Still, the Los Angeles investment banker who bought the Brewers before the 2005 season knows a good deal when he sees one.
"The Sabathia investment feels pretty good right now. I think he's been a huge boost for the team, not only on the field but in the clubhouse," Attanasio said. "He's just really just a great guy. I think that goes with a lot of the veteran leadership we're looking for -- Jason Kendall, Mike Cameron, Jeff Suppan, Gabe Kapler, Craig Counsell, Ray Durham, hope I didn't miss anybody there."
That veteran leadership could help the Brewers reach the postseason for the first time since a 1982 run to the World Series. Milwaukee entered Thursday night's game with San Diego leading the NL wild-card race by a comfortable margin.
Last season, the Brewers slid badly down the stretch and finished 83-79, two games out of the postseason.
"You don't get 21 games above .500 without a good team," Attanasio said. "This year, it's really more pitching and defense."
Milwaukee significantly upgraded its pitching July 7, sending power hitter Matt LaPorta and three other prospects to the Indians for the 6-foot-7 Sabathia. Attanasio says the difference will be measured in innings to years.
"Don't forget, Matt LaPorta is going to be a great major league baseball player," Attanasio said. "You guys are going to be talking about him for years. We're trying to enjoy every inning we have with CC because the Indians are going to have years of Matt LaPorta."
Does the owner have any regrets about the move?
"No, no, no, no, no," he said. "From the moment this guy came to us. He was on the next plane, he was here the next day. ... Look at what message that sends to everybody."

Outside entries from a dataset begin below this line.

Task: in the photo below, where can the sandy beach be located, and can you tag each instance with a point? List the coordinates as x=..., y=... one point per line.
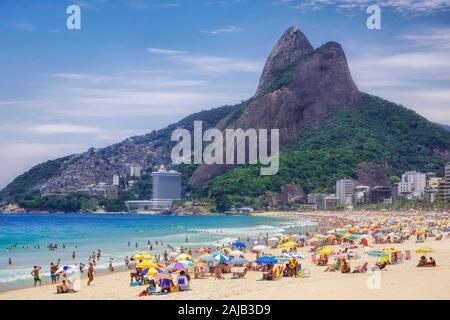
x=400, y=281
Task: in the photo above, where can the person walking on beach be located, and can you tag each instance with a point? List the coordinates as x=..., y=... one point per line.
x=90, y=273
x=36, y=275
x=53, y=269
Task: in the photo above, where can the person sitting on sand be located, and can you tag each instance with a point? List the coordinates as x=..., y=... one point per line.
x=345, y=268
x=62, y=288
x=422, y=262
x=269, y=275
x=431, y=263
x=182, y=281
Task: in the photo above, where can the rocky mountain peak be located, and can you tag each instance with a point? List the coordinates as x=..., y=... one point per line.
x=292, y=45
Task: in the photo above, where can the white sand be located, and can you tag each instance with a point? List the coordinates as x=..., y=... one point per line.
x=403, y=281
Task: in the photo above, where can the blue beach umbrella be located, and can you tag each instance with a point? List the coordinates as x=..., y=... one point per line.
x=266, y=260
x=221, y=258
x=378, y=254
x=239, y=245
x=239, y=261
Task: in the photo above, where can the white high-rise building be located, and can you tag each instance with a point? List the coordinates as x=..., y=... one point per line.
x=413, y=185
x=344, y=190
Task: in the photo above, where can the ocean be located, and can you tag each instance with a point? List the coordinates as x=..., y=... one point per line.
x=24, y=238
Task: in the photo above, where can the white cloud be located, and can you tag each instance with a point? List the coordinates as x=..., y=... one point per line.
x=16, y=158
x=230, y=29
x=208, y=63
x=438, y=38
x=406, y=7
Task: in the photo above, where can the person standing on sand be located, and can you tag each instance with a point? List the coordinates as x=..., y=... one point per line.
x=53, y=269
x=35, y=273
x=90, y=273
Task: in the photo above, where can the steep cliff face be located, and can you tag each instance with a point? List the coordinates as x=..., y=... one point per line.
x=299, y=88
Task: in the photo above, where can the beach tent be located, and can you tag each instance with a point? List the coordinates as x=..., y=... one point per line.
x=424, y=249
x=239, y=261
x=259, y=247
x=143, y=256
x=326, y=250
x=221, y=258
x=239, y=245
x=183, y=256
x=289, y=244
x=146, y=264
x=266, y=260
x=236, y=253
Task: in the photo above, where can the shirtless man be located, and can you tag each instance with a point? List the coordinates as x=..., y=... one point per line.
x=35, y=273
x=90, y=273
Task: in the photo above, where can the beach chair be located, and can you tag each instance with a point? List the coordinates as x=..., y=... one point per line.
x=407, y=254
x=305, y=273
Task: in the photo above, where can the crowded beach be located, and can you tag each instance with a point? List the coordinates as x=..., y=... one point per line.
x=350, y=256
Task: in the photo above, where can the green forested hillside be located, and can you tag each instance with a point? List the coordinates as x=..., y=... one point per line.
x=381, y=132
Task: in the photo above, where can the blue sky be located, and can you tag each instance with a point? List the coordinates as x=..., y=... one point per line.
x=139, y=65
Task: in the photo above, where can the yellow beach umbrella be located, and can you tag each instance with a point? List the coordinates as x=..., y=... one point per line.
x=289, y=244
x=389, y=249
x=183, y=256
x=143, y=256
x=424, y=249
x=146, y=264
x=326, y=250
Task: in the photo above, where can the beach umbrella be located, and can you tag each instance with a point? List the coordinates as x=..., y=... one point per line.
x=266, y=260
x=146, y=264
x=236, y=253
x=150, y=271
x=288, y=244
x=326, y=250
x=183, y=256
x=176, y=266
x=143, y=256
x=239, y=261
x=424, y=249
x=378, y=234
x=206, y=258
x=239, y=245
x=378, y=254
x=66, y=268
x=297, y=255
x=389, y=249
x=259, y=247
x=221, y=258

The fans have responded, too, selling out the first 22 home games since Sabathia was acquired while passing the 3 million mark in tickets sold. Miller Park has averaged almost 38,000 per game, or nearly 90 percent capacity this season.
"Whether you're an airline or a hotel company or a baseball team, that kind of capacity is what you want to be running," Attanasio said.
One of the big reasons for the big crowds is Sabathia, who won his second straight NL pitcher of the month award this week. Ironically, the left-hander was one of the only players in the clubhouse not to speak out about his last start.
Sabathia threw a one-hitter in Milwaukee's 7-0 win at Pittsburgh on Sunday that most of his teammates thought was a no-hitter.
Andy LaRoche's soft grounder that Sabathia dropped in the fifth inning was ruled a hit and MLB's scoring review committee upheld scorer Bob Webb's ruling Wednesday. The decision kept Sabathia from retroactively receiving a no-hitter, which would have been the second in Brewers history.
"It's over," Sabathia said. "If I make the play, there's no debate. So, it's just one of those deals. My own fault, so there's nobody to blame but me. Hopefully I get in a position to try and do that again one day. We won the game, we got a sweep. That was the most important thing. I said that the first day."
And manager Ned Yost, who called the scoring rule a "joke" after the game, feigned ignorance on Thursday.
"What? What no-hitter? CC threw a one-hitter," he said. "It was dead with me about four days ago, whatever they decided."
But Yost can't ignore Sabathia, and he's running out of superlatives to categorize his ace's terrific pitching.
"If you haven't seen him it would be hard to believe," Yost said. "You couldn't make this stuff up in your wildest dreams, really."